7. You have better ideas.
More than anything else, people with short attention spans excel and having incredible ideas. Their ideas are bigger, more abundant, and more novel than the average person’s ideas. This is because they are able to connect things
Consider Albert Einstein again and John Lennon (from The Beatles). Both of these men’s achievements were groundbreaking precisely because of their short attention spans. As Sam Anderson of New York magazine suggests, Einstein and Lennon’s distracted nature is what allowed them to link and synthesize things that had previously been unlinked—Newtonian gravity and particle physics for Einstein, rock and blues and folk and doo-wop and bubblegum pop and psychedelia for Lennon.
Distraction is the mother of invention.
8. You have a bigger vision.
I rarely watch TV but when I do I find myself clicking through every channel at least once to see what all of my options are before settling on a single one.
I do the same thing with the radio in a rental car when I’m driving through a new town. I’ll hit the scan button and (even if I find a good song) I’ll keep scanning until I’ve gone through every station.
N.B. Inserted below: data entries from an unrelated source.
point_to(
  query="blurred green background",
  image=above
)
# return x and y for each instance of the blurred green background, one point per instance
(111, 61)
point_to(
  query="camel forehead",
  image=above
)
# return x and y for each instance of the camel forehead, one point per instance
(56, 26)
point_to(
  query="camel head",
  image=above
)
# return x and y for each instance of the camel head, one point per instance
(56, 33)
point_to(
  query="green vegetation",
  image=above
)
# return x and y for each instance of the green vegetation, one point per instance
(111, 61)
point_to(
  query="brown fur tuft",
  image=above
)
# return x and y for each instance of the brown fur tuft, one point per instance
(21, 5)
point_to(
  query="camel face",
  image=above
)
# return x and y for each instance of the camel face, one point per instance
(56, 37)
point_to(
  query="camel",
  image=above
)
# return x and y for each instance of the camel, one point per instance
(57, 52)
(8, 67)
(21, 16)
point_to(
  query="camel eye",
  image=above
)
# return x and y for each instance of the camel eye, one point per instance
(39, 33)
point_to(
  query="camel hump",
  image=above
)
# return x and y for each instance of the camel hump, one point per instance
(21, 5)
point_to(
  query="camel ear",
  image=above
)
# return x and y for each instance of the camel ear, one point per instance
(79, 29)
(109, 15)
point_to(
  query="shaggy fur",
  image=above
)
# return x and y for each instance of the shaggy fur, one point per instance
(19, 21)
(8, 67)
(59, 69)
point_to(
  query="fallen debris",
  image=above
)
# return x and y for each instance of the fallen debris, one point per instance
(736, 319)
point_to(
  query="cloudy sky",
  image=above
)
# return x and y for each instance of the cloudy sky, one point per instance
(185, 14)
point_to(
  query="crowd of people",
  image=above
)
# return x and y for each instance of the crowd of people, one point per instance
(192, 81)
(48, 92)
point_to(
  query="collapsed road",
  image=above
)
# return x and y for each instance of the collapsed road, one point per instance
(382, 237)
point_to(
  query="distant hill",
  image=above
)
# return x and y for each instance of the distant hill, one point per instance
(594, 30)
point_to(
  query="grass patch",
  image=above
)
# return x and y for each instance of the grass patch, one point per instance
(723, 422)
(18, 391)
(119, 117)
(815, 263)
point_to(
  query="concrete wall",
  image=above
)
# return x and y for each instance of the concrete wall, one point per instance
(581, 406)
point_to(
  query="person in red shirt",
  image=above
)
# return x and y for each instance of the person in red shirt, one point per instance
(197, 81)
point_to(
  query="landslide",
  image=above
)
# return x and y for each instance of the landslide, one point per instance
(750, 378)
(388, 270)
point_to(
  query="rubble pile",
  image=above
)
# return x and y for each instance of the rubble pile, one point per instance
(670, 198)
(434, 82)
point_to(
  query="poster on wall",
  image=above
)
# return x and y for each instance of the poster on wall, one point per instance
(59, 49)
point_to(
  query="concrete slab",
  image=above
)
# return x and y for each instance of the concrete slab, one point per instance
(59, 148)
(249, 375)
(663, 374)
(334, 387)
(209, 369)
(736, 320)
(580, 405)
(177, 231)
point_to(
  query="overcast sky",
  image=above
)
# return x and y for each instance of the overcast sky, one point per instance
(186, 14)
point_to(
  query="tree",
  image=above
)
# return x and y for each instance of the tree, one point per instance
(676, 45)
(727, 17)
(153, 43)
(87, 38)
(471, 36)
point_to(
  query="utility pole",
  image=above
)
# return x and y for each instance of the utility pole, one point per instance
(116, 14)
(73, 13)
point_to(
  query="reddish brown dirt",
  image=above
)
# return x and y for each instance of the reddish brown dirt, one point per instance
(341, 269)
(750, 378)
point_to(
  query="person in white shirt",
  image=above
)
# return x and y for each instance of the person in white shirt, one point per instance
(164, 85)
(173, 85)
This is how people with short attention spans treat life. They’ll constantly scan through everything that’s available, looking for the best ideas, people, and opportunities to pluck up and insert into the vision that they have for their lives (see #2 and #7). As a result, they are able to create and fulfill much bigger visions than the average person.
The only way to maintain a bird’s eye view of the world is to never get stuck focusing too much on one thing. Of course, this doesn’t mean that you should never care deeply about anything. It means that you should never limit your perspective.
9. You are manipulated less.
Contrary to popular belief, people with short attention spans are more self-aware.
They know what they want and what they’re really interested in and quickly forget anything else as a result. Individuals with this kind of mindfulness carry with them the added bonus of being able to see through people and things that try to manipulate them.
Unlike the average person, people with short attention spans on not easily influenced by marketers and salesmen. They don’t chase shiny objects easily. Just the opposite. They see past shiny objects. They ignore carrots and sticks — the cheap incentives and superficial threats that swindle the average person.
This is why people with short attention spans are often the most successful businessmen, businesswomen, and entrepreneurs. They don’t get stuck seeking approval and chasing other people’s dreams; they chase their own dreams.
Do you have a short attention span? If so, how have you been able to use it to your advantage?